Dataset Wizard

Definitions

Use the Dataset Wizard to load your allele data matrix.  The minimum fields you need are the dnarun name and marker names, but you can also load marker and sample metadata values if these are in your matrix file. 

Using the Dataset Wizard

  1. Select Wizards | Dataset Wizard.
  2. Use the fields in the left side menu to navigate to the appropriate dataset to load data to by first selecting the PI, then the Project, then the Experiment, and then the Dataset. The options that are available in each field are limited based on the options chosen in the previous fields. For example, only the datasets related to the previously selected experiment are available in the Dataset drop-down menu. Additional information about creating datasets is available on the Datasets page.

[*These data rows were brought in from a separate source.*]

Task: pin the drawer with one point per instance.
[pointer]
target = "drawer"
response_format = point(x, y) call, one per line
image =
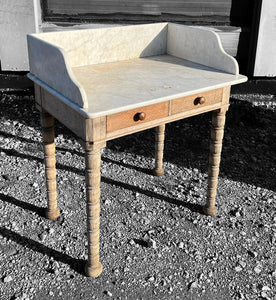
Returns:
point(137, 116)
point(197, 101)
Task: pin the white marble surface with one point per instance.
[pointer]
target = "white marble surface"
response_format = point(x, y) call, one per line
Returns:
point(102, 45)
point(103, 70)
point(202, 46)
point(129, 84)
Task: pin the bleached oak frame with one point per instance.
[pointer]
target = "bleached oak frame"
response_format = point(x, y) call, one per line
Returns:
point(62, 92)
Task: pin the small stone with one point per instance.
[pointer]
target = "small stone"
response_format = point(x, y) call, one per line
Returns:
point(181, 245)
point(132, 242)
point(252, 253)
point(151, 244)
point(238, 269)
point(264, 295)
point(43, 236)
point(193, 285)
point(7, 279)
point(51, 230)
point(108, 293)
point(242, 263)
point(6, 177)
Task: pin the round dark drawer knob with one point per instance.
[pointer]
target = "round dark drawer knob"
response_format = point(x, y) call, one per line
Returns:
point(139, 116)
point(200, 100)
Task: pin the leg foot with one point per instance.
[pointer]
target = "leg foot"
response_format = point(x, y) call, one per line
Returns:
point(158, 172)
point(210, 211)
point(93, 182)
point(159, 147)
point(48, 135)
point(218, 121)
point(93, 271)
point(52, 214)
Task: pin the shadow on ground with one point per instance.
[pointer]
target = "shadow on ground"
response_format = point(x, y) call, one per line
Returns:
point(249, 145)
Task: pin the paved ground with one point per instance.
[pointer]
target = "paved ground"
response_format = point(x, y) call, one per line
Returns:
point(155, 243)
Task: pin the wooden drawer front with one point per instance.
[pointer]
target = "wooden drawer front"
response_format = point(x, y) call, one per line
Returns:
point(131, 117)
point(191, 102)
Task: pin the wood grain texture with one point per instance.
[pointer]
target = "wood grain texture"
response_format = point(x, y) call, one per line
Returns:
point(218, 121)
point(188, 103)
point(48, 135)
point(161, 121)
point(159, 148)
point(128, 118)
point(93, 180)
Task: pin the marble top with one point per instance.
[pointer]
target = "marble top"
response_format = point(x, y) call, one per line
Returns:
point(108, 70)
point(117, 86)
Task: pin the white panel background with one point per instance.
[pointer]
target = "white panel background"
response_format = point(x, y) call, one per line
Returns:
point(265, 61)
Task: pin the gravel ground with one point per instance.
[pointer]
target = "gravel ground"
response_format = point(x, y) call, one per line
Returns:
point(155, 242)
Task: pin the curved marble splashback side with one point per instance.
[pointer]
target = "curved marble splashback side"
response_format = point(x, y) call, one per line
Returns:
point(102, 45)
point(50, 64)
point(54, 55)
point(201, 46)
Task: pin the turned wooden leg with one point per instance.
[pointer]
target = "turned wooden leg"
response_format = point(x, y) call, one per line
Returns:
point(218, 121)
point(48, 136)
point(159, 147)
point(93, 180)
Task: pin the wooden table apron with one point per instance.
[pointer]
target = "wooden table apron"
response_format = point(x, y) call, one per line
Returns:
point(94, 132)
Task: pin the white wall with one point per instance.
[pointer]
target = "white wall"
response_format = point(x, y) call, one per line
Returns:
point(265, 61)
point(17, 18)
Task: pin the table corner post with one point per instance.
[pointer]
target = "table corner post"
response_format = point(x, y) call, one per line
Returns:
point(48, 136)
point(93, 266)
point(218, 121)
point(159, 149)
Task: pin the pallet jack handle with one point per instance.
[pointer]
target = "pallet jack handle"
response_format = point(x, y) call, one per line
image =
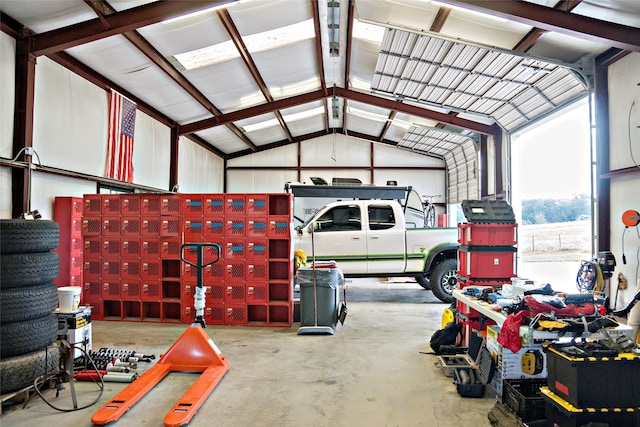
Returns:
point(200, 265)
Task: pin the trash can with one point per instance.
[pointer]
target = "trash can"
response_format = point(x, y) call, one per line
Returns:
point(328, 282)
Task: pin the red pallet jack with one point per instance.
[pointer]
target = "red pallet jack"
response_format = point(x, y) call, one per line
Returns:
point(193, 351)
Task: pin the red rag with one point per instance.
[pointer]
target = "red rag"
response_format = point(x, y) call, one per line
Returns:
point(509, 336)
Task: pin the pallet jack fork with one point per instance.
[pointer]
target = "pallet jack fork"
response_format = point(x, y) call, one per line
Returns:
point(193, 351)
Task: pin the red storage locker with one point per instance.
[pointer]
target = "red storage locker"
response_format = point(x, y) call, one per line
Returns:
point(257, 292)
point(192, 204)
point(170, 204)
point(235, 226)
point(213, 230)
point(111, 226)
point(131, 226)
point(256, 248)
point(111, 291)
point(170, 248)
point(92, 292)
point(130, 290)
point(234, 270)
point(235, 314)
point(234, 204)
point(111, 204)
point(92, 248)
point(170, 226)
point(257, 270)
point(131, 205)
point(91, 226)
point(150, 205)
point(111, 269)
point(256, 227)
point(487, 262)
point(151, 269)
point(234, 249)
point(92, 269)
point(150, 290)
point(234, 293)
point(150, 248)
point(131, 268)
point(130, 247)
point(279, 227)
point(192, 229)
point(150, 226)
point(258, 205)
point(488, 234)
point(213, 206)
point(92, 205)
point(110, 247)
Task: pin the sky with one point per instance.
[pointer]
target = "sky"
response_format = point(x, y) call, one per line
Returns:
point(551, 160)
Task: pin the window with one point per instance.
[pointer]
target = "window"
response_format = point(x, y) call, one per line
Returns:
point(381, 217)
point(341, 218)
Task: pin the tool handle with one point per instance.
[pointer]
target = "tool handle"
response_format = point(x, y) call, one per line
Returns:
point(200, 247)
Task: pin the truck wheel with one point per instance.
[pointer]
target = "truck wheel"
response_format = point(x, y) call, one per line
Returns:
point(444, 280)
point(423, 281)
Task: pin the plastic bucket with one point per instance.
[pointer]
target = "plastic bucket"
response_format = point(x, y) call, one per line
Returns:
point(68, 298)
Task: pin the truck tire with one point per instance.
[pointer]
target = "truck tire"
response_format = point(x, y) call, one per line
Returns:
point(28, 269)
point(21, 371)
point(24, 236)
point(423, 281)
point(444, 280)
point(30, 335)
point(18, 304)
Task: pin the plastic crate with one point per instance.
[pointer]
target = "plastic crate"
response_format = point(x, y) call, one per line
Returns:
point(235, 204)
point(192, 204)
point(523, 397)
point(490, 234)
point(488, 211)
point(258, 204)
point(487, 262)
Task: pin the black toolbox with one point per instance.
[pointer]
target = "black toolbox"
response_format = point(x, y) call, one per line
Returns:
point(560, 413)
point(472, 381)
point(579, 374)
point(523, 397)
point(449, 362)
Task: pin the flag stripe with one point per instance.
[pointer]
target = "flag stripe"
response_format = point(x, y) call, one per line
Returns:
point(120, 140)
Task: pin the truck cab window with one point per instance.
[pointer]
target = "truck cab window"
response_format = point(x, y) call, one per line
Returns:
point(341, 218)
point(381, 217)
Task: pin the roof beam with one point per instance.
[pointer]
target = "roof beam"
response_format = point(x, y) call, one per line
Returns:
point(118, 23)
point(559, 21)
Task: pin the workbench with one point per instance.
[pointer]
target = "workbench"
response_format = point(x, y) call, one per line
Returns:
point(527, 334)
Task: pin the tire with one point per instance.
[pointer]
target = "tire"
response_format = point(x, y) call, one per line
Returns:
point(18, 304)
point(424, 282)
point(21, 371)
point(26, 236)
point(25, 337)
point(444, 280)
point(28, 269)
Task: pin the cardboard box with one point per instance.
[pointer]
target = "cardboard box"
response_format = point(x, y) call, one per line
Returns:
point(76, 328)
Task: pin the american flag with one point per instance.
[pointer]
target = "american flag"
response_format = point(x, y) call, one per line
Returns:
point(122, 121)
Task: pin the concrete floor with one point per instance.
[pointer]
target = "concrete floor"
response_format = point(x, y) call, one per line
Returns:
point(372, 372)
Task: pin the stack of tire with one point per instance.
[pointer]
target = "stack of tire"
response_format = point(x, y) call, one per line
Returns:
point(28, 299)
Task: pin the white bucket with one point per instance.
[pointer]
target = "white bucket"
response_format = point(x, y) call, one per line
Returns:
point(68, 298)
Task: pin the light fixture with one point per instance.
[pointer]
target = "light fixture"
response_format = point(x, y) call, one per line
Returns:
point(333, 24)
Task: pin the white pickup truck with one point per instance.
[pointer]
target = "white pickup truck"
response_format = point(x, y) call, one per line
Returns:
point(369, 238)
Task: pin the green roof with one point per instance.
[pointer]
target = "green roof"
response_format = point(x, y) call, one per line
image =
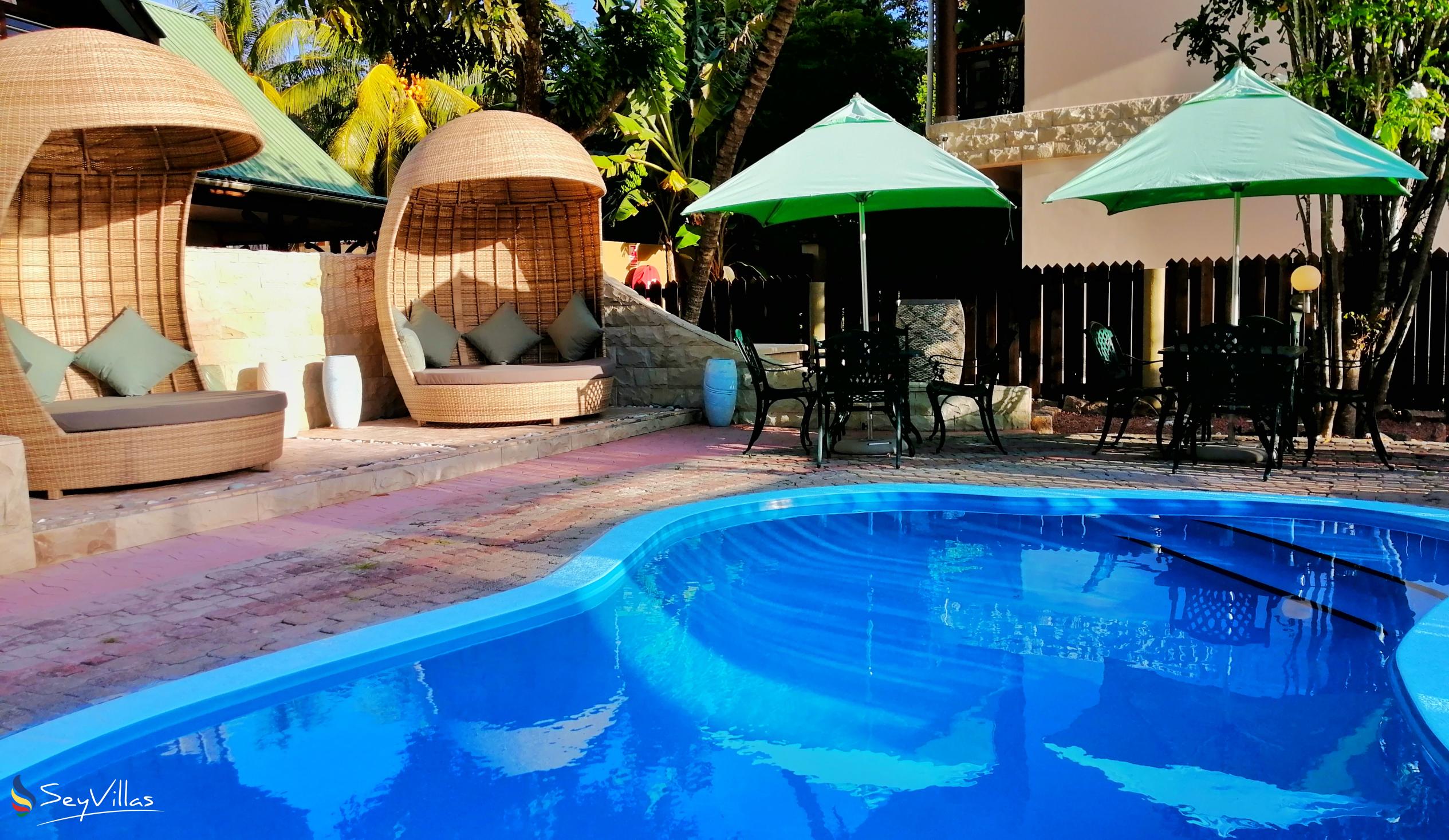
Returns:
point(289, 158)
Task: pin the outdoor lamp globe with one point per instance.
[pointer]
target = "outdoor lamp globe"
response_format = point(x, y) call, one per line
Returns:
point(1306, 278)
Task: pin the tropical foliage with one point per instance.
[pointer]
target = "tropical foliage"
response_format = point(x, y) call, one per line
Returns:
point(1380, 67)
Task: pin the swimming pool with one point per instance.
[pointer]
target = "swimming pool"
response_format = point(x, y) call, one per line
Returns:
point(838, 662)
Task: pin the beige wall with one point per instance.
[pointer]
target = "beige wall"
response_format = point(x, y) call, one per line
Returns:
point(17, 541)
point(1093, 51)
point(251, 306)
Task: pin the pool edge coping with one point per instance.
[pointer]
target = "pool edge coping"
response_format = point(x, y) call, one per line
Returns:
point(587, 578)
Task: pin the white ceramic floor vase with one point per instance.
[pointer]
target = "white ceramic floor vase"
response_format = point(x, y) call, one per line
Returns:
point(285, 377)
point(342, 390)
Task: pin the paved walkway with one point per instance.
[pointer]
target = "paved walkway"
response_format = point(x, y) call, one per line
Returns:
point(90, 629)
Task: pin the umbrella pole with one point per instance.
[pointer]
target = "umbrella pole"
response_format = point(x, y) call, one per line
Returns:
point(1235, 290)
point(865, 294)
point(1235, 287)
point(870, 445)
point(865, 305)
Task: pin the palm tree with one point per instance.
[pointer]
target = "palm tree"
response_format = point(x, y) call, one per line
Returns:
point(389, 116)
point(770, 45)
point(364, 112)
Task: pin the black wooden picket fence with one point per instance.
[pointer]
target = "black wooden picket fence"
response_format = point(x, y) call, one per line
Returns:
point(1056, 305)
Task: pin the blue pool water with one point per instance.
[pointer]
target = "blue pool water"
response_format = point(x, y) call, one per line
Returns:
point(903, 674)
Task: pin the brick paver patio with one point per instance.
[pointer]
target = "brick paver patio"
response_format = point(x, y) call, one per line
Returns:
point(90, 629)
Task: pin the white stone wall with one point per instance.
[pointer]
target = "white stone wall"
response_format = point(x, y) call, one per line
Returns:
point(660, 357)
point(251, 306)
point(1067, 132)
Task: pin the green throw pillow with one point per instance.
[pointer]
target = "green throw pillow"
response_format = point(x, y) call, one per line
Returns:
point(503, 338)
point(131, 355)
point(438, 337)
point(412, 348)
point(574, 330)
point(42, 361)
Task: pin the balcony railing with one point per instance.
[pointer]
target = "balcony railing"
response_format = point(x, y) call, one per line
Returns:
point(989, 80)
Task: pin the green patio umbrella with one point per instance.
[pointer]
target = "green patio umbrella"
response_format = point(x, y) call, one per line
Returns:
point(1241, 138)
point(852, 161)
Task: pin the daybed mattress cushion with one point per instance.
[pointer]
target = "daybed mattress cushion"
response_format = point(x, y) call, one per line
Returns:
point(108, 413)
point(516, 374)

Selecting the file to load

  1. For local files, click Browse to browse to your file, or drag and drop the file into the file list box. If you select the wrong file, check the checkbox next to the file, then click Remove Selected File(s)
  2. For large files, load them from the files folder in your crop server environment. Create a new folder under the files folder, then copy the folder name to the Remote Path field. 
  3. If you are loading many files with the exact same format, create a template at the end of the wizard process, then save it for future use. Use templates with caution; they do not key off matching field names, but do key off row and column positions. Ensure that when you use a template, your metadata fields and data are in the exact same columns as when your template was made.
  4. Select the file format from the File Format drop-down menu. .txt and .csv files are supported for mapset, sample, marker and dataset files. .vcf and .hmp are also supported for dataset files; NOTE .vcf files will be converted to 2_letter_nucleotide format and so should be defined as such in the dataset_type field. The presence of 1 read of each allele will be sufficient to determine whether an allele is present (i.e. the number or ratio of reads, or the quality of reads does not affect the allele call). 
  5. Click Preview Data
  6. The top left hand section of your file is now viewable in the preview section. Expand the columns to view the headers. 
  7. Select the marker and sample positions (either TOP or LEFT)
  8. Select the first data coordinate i.e. the position of the first genotype call in the matrix. Sample and marker metadata will then be assumed to be above or to the left of this datapoint.
  9. Click Next to map data to the database fields.

Mapping Dataset Wizard Metadata

  1. For a dataset, the key fields that have to be mapped are the marker name to Dataset_marker name, and the dnarun_name to the dnarun_name field. 
  2. Metadata for the markers and samples can be loaded as for the Marker Wizard and Sample Wizard.  
  3. Click Finish to load the file to the database.